The females lay up to a hundred eggs on a wide variety of host plants including willows, aspens, ashes, poplars, alders, and cottonwood. The eggs are deep green, shiny, and spherical. They are laid singly, on the undersides of leaves. The caterpillars emerge about four days later.

The caterpillars molt five times, eventually reaching a length up to 2 inches before pupating to adults. In summer, the butterfly can emerge as quickly as 15 days after the caterpillar’s pupated, but when the caterpillar pupates in the fall, the butterfly does not emerge until the spring. For camouflage, the young caterpillars, strangely resemble bird poop as they hatch. Once they begin to molt, they turn bright green in color, with large, yellow eyespot marks studded with black and blue pupils. These fake eyes may frighten predators, along with retractable, iridescent, horn-like structures on their head.

To harvest nectar, a butterfly unfurls its proboscis, a tube that functions like a straw and is coiled below the head when not in use. It inserts the proboscis into the flower and sucks up nectar by rhythmically contracting the muscles in its head. Sugars in the nectar provide energy for flight, defense, reproduction, and other daily activities.
Tigers also obtain nutrients and replenish fluids through “puddling,” where they congregate in large groups on mud or wet sand around puddles, streambanks, or on piles of fresh manure. I’ve observed puddling many times, always a levitating experience! Here they take up salts, proteins, and minerals. Salt is scarce in the butterfly diet, but is essential for reproduction and flight.
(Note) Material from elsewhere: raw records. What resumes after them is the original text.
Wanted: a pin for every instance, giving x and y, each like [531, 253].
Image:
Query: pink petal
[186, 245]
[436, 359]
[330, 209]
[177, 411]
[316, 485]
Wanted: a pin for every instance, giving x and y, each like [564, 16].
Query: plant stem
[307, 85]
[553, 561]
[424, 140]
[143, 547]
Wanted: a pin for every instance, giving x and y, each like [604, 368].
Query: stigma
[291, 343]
Puddling is primarily a male behavior, and during mating, a male butterfly transfers salt to the female in a sperm package, which she incorporates into her eggs. Researchers have found that sodium increases reproductive success in some butterfly species. During puddling, groups of males are conspicuous to females seeking mates. Males also patrol at treetop level looking for mates, swooping down to intercept females.

Thus, if you see a tiger, don’t be alarmed, just relax and enjoy their exquisite beauty and fascinating behaviors.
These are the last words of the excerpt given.